Blick auf ein DDR-Schicksal aus den Perspektiven der Stasi und der Opfer

  Es ist schon eine Tradition, dass die Schüler der 10. Klasse des Arnoldigymnasiums jedes Jahr einen Projekttag zum Thema Staatssicherheit in Erfurt durchführen. Dieses Jahr hatten wir diese Möglichkeit am Montag, dem 14. März.

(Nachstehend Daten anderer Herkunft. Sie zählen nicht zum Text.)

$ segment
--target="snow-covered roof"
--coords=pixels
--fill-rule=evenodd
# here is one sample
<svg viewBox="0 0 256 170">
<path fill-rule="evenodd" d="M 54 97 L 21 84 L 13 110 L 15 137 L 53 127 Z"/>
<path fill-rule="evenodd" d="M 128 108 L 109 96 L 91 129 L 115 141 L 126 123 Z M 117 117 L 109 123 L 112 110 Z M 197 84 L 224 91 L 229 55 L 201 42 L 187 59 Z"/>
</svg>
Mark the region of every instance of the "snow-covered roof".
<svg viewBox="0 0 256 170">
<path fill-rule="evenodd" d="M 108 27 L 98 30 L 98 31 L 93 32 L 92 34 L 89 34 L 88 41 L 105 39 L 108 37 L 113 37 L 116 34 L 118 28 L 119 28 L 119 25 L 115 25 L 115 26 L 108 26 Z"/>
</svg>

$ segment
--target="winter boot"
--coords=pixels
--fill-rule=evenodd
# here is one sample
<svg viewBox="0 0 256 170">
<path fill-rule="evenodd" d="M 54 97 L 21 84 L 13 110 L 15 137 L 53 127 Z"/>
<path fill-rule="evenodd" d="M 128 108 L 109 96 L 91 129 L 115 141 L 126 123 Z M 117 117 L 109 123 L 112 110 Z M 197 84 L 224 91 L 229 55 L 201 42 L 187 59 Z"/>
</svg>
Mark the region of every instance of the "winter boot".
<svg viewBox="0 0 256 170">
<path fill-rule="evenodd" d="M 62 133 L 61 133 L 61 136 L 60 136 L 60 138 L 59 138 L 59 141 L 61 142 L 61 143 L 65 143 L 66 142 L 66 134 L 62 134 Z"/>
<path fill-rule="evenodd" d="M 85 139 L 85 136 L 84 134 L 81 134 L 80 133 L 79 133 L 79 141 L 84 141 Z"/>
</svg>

Unsere Klasse begann als erstes mit einer Führung durch die Stasiunterlagenbehörde auf dem Petersberg. Dabei erläuterte uns ein Mitarbeiter zuerst wichtige Details über die Arbeit der Stasi, außerdem stellte er uns den Aufbau und die Funktion der Stasiakten vor. Uns wurde anschaulich beschrieben, wie und warum das MfS die Akten während der Wende verzweifelt vernichten wollte. In der nächsten Unterrichtseinheit beschäftigten wir uns mit den Akten von Herrn Dr. Günther Heinzel, der uns gemeinsam mit seiner Frau Eva am folgenden Tag zum Zeitzeugengespräch zur Verfügung stehen sollte. Herr Dr. Wanitschke gab einen Überblick und brachte uns anhand der originalen Stasiakten die Lebens- und Fluchtgeschichte der Heinzels näher. Anhand von Gerichtsdokumenten und Verhörprotokollen konnten wir etwas von dem Umfang der Spionagearbeiten der Stasi in Thüringen erahnen. Wie genau und präzise die Stasi damals arbeitete, war erschreckend. Die dritte Einheit fand nun im Gebäude in der Andreasstraße unter der Leitung von Herrn Festag statt. Dort beschäftigten wir uns nach dem Prinzip einer Lerntheke noch einmal genauer mit den Stasiakten von Dr. Günther Heinzel – jeder konnte die Quellen durcharbeiten, die ihn am meisten interessierten. Hierbei notierten wir auch Fragen für das Zeitzeugengespräch am Folgetag. Im letzten Modul wurden wir von einer Mitarbeiterin der Gedenkstätte durch die ehemalige Haftanstalt in der Andreasstraße geführt. Dies war sicherlich ein besonderes, wenn auch bedrückendes Highlight des Ausfluges. Wir konnten die zum Teil noch im Originalzustand befindlichen Haftzellen des Männertraktes besichtigen. In Verbindung mit verschiedenen sehr informativen Ausstellungen gab uns dieses Modul einen sehr guten Einblick in das Leben eines DDR-Häftlings. Am Ende konnten wir noch die eine oder andere Frage über den Häftlingsalltag stellen.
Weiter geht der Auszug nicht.